SoundSigns is a comprehensive web-based application that translates spoken English into International Sign Language (ISL) in real-time. The system captures speech, converts it to text, translates it into ISL gloss, and displays the translation through a 3D animated avatar using pre-rendered video clips.
- Real-time Speech Recognition: Browser-based speech-to-text conversion using Web Speech API
- ISL Gloss Translation: Converts English text to International Sign Language gloss using ChatGPT API
- 3D Avatar Animation: Visual sign language representation through pre-rendered MP4 video clips
- Video Assembly: Seamless concatenation of individual sign videos into coherent sentences
- Interactive Interface: Clean, responsive UI with microphone controls and video playback
- Multi-format Support: Covers alphabet letters (A-Z), numbers (0-9), and common vocabulary
- Download Functionality: Save translated sign language videos for offline use
- Cross-browser Compatibility: Works on modern browsers supporting Web Speech API
The application follows a modular three-tier architecture:
- Frontend: React.js with Tailwind CSS handling user interaction and video processing
- Backend: Flask server managing API communications and text-to-gloss conversion
- Dataset: Curated collection of ~150 pre-rendered ISL sign videos
- Python 3.8+
- Node.js 14+
- OpenAI API Key
- Modern web browser with Web Speech API support (Chrome, Edge recommended)

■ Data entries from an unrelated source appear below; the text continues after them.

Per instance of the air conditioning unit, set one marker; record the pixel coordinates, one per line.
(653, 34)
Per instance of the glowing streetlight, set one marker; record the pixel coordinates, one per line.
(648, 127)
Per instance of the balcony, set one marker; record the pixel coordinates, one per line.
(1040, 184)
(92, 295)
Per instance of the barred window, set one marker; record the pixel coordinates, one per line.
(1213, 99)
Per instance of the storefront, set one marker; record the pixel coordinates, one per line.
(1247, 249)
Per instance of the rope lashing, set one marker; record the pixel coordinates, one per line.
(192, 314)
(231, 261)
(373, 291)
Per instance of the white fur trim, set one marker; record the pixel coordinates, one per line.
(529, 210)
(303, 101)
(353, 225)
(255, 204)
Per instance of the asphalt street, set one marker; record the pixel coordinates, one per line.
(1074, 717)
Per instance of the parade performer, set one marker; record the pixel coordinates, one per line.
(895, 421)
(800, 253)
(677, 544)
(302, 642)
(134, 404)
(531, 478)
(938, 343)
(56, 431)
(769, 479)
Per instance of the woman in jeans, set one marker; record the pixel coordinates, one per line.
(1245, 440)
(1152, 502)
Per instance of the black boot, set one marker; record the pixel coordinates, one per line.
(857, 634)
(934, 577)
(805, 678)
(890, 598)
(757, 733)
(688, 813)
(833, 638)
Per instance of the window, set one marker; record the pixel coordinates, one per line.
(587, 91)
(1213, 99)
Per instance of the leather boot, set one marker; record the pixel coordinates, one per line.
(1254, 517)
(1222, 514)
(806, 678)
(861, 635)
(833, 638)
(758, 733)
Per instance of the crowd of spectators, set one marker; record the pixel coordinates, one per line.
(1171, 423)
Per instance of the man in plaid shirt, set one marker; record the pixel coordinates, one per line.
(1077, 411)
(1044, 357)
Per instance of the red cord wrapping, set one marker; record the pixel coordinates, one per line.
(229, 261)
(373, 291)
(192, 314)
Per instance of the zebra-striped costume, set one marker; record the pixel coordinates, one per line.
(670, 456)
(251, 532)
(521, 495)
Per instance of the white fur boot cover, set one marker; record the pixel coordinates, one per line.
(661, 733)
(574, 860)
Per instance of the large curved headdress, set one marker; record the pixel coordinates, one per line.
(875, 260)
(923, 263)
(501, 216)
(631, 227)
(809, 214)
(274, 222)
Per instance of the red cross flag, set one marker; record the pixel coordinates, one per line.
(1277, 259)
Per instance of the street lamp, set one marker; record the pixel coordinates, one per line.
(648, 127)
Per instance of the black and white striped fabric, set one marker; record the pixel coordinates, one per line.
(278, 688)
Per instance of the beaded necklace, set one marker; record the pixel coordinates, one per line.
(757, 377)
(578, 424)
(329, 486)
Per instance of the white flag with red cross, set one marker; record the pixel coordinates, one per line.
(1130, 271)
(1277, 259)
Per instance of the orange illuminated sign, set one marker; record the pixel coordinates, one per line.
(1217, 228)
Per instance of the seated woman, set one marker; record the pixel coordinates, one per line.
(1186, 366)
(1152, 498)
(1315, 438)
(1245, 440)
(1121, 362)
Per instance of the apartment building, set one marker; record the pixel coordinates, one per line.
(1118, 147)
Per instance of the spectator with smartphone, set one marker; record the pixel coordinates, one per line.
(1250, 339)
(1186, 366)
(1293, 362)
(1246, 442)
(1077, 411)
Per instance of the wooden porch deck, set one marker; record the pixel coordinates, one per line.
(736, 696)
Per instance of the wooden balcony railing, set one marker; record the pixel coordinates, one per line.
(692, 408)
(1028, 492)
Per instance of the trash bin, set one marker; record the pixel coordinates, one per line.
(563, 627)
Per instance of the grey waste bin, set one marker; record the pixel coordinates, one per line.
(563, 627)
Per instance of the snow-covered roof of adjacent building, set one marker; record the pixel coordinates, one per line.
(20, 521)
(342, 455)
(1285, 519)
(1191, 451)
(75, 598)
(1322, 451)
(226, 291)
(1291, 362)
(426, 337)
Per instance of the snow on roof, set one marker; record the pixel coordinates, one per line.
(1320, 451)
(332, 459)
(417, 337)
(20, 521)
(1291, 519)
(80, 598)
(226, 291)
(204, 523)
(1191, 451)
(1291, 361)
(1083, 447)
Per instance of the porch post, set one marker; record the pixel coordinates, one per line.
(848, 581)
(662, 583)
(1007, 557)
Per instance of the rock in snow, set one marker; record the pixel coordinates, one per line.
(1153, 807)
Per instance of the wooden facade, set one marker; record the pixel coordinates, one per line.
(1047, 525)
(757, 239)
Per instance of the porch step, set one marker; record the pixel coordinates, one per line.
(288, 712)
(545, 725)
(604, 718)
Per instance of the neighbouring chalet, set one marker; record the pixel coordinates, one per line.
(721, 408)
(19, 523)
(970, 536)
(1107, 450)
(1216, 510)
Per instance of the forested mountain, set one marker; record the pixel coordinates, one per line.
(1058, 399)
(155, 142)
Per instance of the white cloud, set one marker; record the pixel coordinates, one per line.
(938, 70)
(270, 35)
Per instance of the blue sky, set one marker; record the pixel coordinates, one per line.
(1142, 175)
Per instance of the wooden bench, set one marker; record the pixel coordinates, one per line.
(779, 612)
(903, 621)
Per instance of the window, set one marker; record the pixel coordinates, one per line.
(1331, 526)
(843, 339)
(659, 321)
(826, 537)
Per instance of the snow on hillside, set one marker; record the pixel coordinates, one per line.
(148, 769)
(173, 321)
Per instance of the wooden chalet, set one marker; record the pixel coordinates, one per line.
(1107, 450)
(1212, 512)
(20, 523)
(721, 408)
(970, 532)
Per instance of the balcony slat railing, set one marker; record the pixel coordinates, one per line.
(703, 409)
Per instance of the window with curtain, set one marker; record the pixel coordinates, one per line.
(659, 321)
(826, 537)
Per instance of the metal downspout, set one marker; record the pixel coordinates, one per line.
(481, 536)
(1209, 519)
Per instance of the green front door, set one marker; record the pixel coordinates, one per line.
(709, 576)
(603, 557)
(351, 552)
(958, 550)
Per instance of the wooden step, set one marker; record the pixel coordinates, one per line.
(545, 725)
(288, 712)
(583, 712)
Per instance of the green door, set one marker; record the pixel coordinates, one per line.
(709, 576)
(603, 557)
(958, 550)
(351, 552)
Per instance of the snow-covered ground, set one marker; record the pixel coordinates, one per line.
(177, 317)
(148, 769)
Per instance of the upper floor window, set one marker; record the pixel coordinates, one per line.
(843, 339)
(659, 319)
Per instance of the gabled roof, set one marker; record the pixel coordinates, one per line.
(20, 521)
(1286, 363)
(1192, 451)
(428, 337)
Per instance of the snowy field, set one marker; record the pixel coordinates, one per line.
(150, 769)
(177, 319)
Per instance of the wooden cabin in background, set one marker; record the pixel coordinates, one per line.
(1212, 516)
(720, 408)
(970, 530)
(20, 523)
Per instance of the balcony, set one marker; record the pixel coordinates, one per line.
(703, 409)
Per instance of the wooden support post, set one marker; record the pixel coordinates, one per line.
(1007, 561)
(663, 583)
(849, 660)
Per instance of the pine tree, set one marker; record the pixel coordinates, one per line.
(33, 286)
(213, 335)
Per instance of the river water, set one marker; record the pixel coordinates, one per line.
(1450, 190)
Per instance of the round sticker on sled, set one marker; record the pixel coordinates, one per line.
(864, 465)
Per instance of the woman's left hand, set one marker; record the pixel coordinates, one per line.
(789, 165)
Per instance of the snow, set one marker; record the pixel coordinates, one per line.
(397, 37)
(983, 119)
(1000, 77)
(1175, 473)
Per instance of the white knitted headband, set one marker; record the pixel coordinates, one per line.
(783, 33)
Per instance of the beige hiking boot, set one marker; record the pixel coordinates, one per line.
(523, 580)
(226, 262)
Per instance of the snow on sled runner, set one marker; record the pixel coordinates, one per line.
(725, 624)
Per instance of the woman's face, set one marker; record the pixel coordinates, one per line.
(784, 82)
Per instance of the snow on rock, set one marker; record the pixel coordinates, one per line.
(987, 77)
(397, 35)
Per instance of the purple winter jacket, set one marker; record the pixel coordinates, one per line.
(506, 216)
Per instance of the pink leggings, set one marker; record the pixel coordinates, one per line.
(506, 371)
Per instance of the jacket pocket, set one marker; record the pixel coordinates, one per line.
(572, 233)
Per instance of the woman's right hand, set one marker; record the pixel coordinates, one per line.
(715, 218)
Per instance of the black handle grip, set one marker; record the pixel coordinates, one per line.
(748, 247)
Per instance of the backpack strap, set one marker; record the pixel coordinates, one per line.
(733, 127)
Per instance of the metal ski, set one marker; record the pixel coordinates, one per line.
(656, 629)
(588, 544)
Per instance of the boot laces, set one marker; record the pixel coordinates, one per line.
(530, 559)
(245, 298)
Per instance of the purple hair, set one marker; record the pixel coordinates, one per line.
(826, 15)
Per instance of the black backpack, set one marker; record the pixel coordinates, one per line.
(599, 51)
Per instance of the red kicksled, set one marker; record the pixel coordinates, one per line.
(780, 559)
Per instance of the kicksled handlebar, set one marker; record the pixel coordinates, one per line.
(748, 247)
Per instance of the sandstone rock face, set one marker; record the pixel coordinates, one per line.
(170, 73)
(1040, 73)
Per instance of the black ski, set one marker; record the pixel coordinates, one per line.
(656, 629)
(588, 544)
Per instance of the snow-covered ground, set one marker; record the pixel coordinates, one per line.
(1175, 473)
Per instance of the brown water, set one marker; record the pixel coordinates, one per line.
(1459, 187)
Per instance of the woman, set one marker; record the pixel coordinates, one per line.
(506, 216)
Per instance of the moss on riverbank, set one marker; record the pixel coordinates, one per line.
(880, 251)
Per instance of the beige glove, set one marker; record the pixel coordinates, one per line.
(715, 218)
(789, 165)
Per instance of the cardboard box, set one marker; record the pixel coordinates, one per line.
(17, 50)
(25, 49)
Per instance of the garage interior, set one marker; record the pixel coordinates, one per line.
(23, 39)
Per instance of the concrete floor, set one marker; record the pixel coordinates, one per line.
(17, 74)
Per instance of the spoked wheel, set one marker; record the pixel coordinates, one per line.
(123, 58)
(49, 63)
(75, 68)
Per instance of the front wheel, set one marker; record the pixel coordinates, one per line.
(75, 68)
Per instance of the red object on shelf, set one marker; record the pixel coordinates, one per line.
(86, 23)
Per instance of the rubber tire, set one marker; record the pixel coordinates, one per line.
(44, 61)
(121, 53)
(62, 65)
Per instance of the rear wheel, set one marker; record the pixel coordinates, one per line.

- Install Python dependencies:
pip install sounddevice numpy openai flask flask-cors python-dotenv
- Create a
.env
file in thebackend/
directory:
OPENAI_API_KEY=your_openai_key_here
Security Note: Never commit the .env
file to version control.
- Navigate to the frontend directory and install dependencies:
cd frontend
npm install
- Start the frontend development server:
cd frontend
npm run dev
- In a separate terminal, start the backend server from the project root:
py backend/transcription.py
- Access the application at
http://localhost:3000
(or the port specified by your dev server)
- Voice Input: Click the microphone button and speak clearly in English
- Transcription: View the real-time speech-to-text conversion
- Translation: See the ISL gloss translation displayed
- Video Playback: Watch the 3D avatar perform the signed translation
- Controls: Use play, replay, and download buttons to control video playback
project-root/
├── backend/
│ ├── .env # Environment variables (not in version control)
│ └── transcription.py # Flask server and API logic
├── frontend/
│ ├── src/
│ │ ├── components/ # React components
│ │ └── App.jsx # Main application file
│ └── assets/
│ └── videos/ # Pre-rendered sign language videos
│ ├── letters/ # A-Z alphabet signs
│ ├── numbers/ # 0-9 numerical signs
│ └── words/ # Common vocabulary signs
- Frontend: React.js, Tailwind CSS, Web Speech API
- Backend: Python, Flask, Flask-CORS
- Translation: OpenAI GPT-3.5-turbo API
- Video Processing: Browser-based video concatenation
- Dataset: Pre-rendered MP4 videos with 3D ISL avatar
- Browser: Chrome, Edge, or other browsers with Web Speech API support
- Microphone: Required for speech input
- Internet Connection: Required for OpenAI API access
- Limited vocabulary dataset (~150 signs)
- Words not in the dataset are finger-spelled letter by letter
- Translation accuracy depends on ChatGPT's ISL gloss generation
- Requires a quiet environment for optimal speech recognition
- System latency of 3-5 seconds for the complete translation process
This project was developed as a completed academic capstone project and is no longer under active development.
At this time, we are not accepting contributions or pull requests.
Thank you for your interest and understanding.
The sign language video dataset is sourced from the open-source "Text-Speech to Sign Language Generator" project by JS-Coderr (2024), available on GitHub.
This project is the intellectual property of Ahmad Ataba, Waseem Saleem, and Braude Engineering College.
It was developed as a capstone project for academic purposes.
All rights reserved. Redistribution or commercial use is not permitted without explicit permission from the authors or the institution.
For technical issues or questions about the application, please refer to the project documentation or contact the development team.
Note: This application is designed for educational and accessibility purposes. For critical communication needs, professional sign language interpretation is recommended.